As someone you might call a zoomer, I would urge Smith to recognize the mark that his generation—that of my parents—left on my cohort’s tastes and attitudes. He will find that many of us are not inveterate culture warriors but backward-looking yearners in desperate search of our own depths.

I was lucky to grow up in Nashville, a city with a somewhat intact scene into which I threw myself. My tastes leaned vintage, toward a mythical time when everything rocked and nothing sucked. My favorite T-shirt in high school was a Sisters of Mercy number that had belonged to my mom. Our music sounded like it belonged to our moms. In a reversal of the youthful posturing that Smith describes, we blithely showed off these influences from without.

Gen Z is not past authenticity. Corporate tastemaking has simply handed us prepackaged subcultures, albeit without subculture’s promise of friends and a unique haircut. Our appropriation of symbols from our elders’ spent youths suggests a desire for the belonging we imagine they felt. If we seem misguided, we are, but we also know what we’re missing.

Oliver Golden Eagan
Nashville, Tenn.

 

 

The X Factor

In his recent essay [“Come as You Are,” Review, September], Adam Kirsch writes that Gen X novelists turn their gazes inward rather than outward, eschew political claims for metaphysical ones, and prefer moral ambiguity to moralizing. He claims that these preferences are crystallized in a scene from Zadie Smith’s latest novel, The Fraud, in which one character reproaches another for caring more to understand injustice than to fight against it. The character is accused of being detached from the “collective struggle” that millennials supposedly identify as central to political life.

In fact, the scene, and an analogous one in Smith’s earlier novel On Beauty, reveals the ramifications of action without understanding. In On Beauty, a working-class student from the Midwest finds herself in an art history class surrounded by upper-class, culturally literate peers from the Northeast who are involved in various political initiatives. She wants to share her visceral reaction to the Rembrandt paintings under discussion, how the facial expressions seem to capture a battle with the self, but her classmates prefer to debate abstractions that have little to do with the paintings, pushing her and the artworks to the margins.

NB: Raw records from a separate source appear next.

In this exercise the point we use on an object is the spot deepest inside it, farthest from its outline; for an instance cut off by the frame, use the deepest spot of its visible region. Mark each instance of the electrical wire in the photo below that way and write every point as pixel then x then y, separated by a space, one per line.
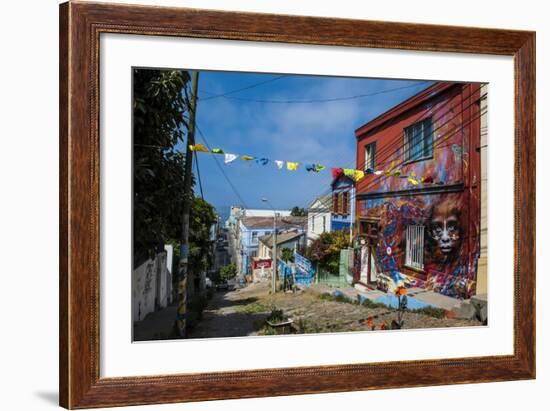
pixel 241 89
pixel 328 100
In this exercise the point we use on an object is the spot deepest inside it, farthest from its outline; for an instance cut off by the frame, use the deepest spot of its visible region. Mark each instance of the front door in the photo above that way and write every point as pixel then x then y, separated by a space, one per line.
pixel 369 232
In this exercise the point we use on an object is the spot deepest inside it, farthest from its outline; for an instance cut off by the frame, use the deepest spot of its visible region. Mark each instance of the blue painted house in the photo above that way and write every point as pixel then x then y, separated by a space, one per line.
pixel 251 228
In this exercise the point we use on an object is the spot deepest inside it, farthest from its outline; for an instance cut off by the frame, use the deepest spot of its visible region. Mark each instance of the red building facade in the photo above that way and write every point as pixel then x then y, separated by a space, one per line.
pixel 419 221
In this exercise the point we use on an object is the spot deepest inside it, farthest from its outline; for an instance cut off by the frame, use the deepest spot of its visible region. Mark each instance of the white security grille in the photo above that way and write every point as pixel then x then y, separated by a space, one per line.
pixel 414 253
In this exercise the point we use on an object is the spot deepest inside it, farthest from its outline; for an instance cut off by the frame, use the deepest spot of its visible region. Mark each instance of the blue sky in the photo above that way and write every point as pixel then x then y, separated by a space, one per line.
pixel 306 133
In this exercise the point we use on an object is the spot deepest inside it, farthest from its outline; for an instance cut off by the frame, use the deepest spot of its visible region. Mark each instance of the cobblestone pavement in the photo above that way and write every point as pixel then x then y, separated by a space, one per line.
pixel 243 312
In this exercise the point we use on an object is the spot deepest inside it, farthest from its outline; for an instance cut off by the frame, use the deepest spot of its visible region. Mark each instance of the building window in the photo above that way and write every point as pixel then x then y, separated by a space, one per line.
pixel 345 203
pixel 335 203
pixel 414 253
pixel 370 156
pixel 418 142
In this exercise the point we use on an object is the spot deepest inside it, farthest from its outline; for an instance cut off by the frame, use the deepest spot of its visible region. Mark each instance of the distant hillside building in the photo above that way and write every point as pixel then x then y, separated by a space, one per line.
pixel 318 217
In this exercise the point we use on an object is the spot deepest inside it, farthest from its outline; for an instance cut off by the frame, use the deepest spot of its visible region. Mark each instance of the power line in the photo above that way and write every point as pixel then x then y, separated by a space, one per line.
pixel 220 167
pixel 241 89
pixel 328 100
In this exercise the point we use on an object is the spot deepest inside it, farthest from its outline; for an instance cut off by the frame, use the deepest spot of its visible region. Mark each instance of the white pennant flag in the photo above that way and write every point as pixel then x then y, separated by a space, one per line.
pixel 228 157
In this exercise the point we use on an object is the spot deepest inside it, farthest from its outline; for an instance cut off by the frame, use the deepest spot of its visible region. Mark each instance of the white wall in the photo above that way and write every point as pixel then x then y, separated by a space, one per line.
pixel 151 286
pixel 29 210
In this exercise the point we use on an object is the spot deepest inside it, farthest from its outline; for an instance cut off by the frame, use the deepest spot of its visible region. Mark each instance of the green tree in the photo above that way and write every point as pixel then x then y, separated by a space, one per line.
pixel 298 212
pixel 200 244
pixel 160 110
pixel 228 272
pixel 325 250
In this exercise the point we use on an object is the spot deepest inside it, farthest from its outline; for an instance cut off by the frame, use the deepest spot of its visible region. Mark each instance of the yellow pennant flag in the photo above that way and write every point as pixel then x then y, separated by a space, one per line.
pixel 359 175
pixel 198 147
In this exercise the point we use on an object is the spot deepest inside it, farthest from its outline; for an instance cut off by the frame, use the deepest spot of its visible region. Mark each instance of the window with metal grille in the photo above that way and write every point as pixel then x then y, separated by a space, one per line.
pixel 414 252
pixel 345 203
pixel 335 203
pixel 370 156
pixel 419 140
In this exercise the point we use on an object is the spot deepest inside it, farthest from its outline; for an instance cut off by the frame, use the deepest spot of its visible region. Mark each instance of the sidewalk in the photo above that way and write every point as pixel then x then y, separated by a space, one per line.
pixel 157 325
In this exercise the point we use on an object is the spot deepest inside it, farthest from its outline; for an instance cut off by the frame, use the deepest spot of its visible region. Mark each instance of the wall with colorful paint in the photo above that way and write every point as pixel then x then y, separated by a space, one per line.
pixel 343 208
pixel 446 203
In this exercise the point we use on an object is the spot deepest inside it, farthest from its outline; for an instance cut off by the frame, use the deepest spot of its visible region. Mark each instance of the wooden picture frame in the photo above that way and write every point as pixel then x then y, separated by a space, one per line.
pixel 80 27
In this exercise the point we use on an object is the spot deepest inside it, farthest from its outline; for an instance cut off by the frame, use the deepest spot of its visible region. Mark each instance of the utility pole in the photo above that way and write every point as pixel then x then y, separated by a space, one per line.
pixel 181 316
pixel 274 248
pixel 274 269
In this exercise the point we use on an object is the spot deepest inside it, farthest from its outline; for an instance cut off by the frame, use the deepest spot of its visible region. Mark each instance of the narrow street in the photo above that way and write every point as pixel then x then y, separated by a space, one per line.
pixel 243 312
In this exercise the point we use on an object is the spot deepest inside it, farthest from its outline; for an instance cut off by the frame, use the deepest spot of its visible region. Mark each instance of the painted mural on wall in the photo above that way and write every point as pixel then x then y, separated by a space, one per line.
pixel 443 196
pixel 451 243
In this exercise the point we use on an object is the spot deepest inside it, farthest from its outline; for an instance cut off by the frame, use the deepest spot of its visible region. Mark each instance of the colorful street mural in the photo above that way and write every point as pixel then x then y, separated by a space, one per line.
pixel 446 203
pixel 450 265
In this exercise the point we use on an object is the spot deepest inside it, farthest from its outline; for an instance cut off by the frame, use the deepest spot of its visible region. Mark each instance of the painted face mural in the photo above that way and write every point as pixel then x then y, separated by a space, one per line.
pixel 445 229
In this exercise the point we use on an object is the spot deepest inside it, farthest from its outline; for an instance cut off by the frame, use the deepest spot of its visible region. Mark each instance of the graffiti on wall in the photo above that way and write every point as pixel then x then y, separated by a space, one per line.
pixel 451 241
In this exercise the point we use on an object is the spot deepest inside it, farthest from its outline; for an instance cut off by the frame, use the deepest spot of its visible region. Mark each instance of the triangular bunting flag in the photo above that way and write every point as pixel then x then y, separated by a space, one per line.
pixel 198 147
pixel 228 158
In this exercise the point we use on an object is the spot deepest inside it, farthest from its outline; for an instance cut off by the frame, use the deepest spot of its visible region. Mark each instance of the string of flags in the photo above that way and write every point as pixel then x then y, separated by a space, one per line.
pixel 355 175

This is an all-too-common outcome when people are intent on proving their intellectual and political superiority and immune to cultural, social, and economic differences. Smith is at her best while rendering such moments: ones that unveil what inhibits genuine human connection, an ideal that Kirsch aptly cites as quintessentially Gen X.

Jessica Swoboda
Charlottesville, Va.

 

 

Correction

The September Findings column mentioned that a NASA spacecraft altered the orbit of the asteroid Dimorphos. This occurred in September 2022, not this summer. We regret the error.